Kepala Bagian Hukum Sekretariat Kota Samarinda, Asran Yunisran, mengatakan Perwali itu mengatur pengumpulan dan pengelolaan sumbangan untuk kepentingan sosial, kemanusiaan, keagamaan, tanggap bencana, serta kegiatan sosial umum lainnya. Aturan tersebut, kata dia, tidak membatasi pihak mana pun untuk mengajukan bantuan.
“Semua boleh meminta bantuan: masyarakat, LSM, ormas. Namun tentu tidak semuanya harus dibantu, karena ada pertimbangan urgensi dan nilai manfaatnya,” ujar Asran saat ditemui pada Senin, 9 Februari 2026.

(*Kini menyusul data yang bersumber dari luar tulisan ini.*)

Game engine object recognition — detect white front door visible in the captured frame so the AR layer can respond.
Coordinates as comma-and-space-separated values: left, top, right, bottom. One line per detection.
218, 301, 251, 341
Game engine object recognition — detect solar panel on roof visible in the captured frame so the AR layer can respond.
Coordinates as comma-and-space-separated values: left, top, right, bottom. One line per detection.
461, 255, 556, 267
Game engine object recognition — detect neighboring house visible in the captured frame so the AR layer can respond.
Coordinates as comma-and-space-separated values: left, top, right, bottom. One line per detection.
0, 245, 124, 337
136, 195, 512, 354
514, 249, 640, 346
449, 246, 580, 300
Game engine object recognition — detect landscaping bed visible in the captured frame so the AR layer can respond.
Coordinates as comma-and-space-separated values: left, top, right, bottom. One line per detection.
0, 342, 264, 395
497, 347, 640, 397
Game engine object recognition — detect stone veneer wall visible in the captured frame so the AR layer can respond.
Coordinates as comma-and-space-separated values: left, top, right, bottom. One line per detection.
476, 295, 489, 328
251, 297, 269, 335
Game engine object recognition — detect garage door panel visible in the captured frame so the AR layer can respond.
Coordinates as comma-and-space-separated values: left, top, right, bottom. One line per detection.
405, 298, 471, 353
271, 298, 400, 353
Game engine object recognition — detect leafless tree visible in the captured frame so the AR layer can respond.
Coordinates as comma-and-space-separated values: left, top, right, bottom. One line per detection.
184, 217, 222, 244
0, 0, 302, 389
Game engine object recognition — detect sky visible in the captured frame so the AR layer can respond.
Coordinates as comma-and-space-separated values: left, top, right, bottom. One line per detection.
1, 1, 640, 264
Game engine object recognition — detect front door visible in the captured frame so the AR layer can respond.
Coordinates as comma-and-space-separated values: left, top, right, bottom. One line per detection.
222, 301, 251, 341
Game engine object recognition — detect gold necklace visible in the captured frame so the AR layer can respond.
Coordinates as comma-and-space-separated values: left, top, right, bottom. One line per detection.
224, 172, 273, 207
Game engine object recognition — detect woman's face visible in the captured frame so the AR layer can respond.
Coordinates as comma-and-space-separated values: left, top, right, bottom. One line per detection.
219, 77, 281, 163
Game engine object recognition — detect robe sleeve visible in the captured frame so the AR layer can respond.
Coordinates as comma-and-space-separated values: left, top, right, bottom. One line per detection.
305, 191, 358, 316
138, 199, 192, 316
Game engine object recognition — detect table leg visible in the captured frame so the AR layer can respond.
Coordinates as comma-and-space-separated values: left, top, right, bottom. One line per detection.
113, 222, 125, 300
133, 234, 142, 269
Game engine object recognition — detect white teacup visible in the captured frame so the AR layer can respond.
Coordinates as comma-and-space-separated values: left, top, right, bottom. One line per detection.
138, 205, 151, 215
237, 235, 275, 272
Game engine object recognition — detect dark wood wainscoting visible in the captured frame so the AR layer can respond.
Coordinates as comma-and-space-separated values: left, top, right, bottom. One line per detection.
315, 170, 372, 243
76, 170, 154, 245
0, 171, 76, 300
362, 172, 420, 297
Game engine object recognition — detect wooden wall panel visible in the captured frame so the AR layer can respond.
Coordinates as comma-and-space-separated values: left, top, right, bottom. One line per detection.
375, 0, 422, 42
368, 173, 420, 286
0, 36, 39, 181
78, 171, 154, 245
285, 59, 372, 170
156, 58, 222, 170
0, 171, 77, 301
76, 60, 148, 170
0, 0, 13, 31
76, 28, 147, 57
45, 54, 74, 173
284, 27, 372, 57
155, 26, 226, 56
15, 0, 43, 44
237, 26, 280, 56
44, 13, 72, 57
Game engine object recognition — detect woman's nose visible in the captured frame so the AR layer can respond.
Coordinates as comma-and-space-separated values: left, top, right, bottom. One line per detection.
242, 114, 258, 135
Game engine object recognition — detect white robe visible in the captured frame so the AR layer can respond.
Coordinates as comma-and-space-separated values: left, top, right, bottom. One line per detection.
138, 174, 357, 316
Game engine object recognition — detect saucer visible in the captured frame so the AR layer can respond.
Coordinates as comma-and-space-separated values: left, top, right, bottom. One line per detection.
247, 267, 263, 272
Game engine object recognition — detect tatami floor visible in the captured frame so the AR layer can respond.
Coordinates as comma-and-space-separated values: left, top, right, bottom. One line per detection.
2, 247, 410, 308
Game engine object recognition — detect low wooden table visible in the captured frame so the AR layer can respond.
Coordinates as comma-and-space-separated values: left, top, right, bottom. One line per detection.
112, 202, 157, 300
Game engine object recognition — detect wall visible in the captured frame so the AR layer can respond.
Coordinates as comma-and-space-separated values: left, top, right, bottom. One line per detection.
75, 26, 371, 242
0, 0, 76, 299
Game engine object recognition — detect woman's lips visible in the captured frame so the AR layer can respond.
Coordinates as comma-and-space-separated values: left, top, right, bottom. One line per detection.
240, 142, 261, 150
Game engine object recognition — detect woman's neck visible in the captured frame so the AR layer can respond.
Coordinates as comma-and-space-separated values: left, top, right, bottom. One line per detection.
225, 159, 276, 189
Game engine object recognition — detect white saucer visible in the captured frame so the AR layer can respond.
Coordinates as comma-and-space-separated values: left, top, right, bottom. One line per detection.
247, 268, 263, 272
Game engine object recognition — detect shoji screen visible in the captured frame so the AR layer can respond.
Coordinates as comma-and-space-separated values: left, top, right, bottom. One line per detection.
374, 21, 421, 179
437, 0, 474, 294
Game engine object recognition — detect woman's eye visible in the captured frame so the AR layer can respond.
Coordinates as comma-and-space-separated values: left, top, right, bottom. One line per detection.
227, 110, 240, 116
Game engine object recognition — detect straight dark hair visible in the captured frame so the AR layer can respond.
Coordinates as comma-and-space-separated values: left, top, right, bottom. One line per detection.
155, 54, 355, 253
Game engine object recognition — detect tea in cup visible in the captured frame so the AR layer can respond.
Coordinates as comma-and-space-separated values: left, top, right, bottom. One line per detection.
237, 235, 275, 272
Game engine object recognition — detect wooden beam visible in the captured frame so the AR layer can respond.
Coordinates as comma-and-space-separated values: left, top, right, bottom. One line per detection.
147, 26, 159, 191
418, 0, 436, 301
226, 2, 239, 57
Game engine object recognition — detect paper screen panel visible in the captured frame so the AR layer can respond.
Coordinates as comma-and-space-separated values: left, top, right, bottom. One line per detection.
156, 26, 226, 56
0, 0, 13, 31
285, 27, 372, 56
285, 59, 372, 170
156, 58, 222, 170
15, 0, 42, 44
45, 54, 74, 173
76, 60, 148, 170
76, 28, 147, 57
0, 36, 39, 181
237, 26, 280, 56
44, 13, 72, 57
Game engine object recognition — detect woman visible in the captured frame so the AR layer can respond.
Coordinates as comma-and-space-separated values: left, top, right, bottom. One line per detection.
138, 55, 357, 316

Menanggapi tudingan bahwa Perwali membebani aparatur sipil negara (ASN), Asran menegaskan tidak ada unsur paksaan dalam pengumpulan sumbangan. Menurutnya, sumbangan hanya dapat dikategorikan sebagai pembebanan apabila dilakukan secara wajib dan dipaksakan oleh pemerintah.
“Ini bukan membebankan. Membebankan itu jika kami memaksa. Kalau tidak ada paksaan, maka itu bukan pembebanan,” tegasnya.
Asran juga membantah anggapan bahwa Perwali bertentangan dengan peraturan yang lebih tinggi. Ia menyebut regulasi itu telah melalui proses harmonisasi dengan Kantor Wilayah Kementerian Hukum dan HAM, dan tidak ditemukan pelanggaran norma hukum.
“Kalau memang pemerintah melanggar, tunjukkan pasal mana yang dilanggar. Sampai hari ini, itu tidak ada,” katanya.
Terkait pengawasan, Asran menyebut mekanisme pertanggungjawaban sumbangan juga telah diatur. Pengelola diwajibkan menyusun laporan penerimaan dan penyaluran dana serta menjalani audit sesuai ketentuan jika nilai pengumpulan mencapai ambang tertentu.
Ia menambahkan Perwali dilandasi semangat kepedulian, solidaritas, dan gotong royong dalam mendukung penyelenggaraan kesejahteraan sosial, bukan sebagai bentuk pungutan atau kewajiban administratif.
“Ini bukan pungutan. Ini wujud kepedulian dan tanggung jawab bersama untuk kesejahteraan sosial,” pungkasnya.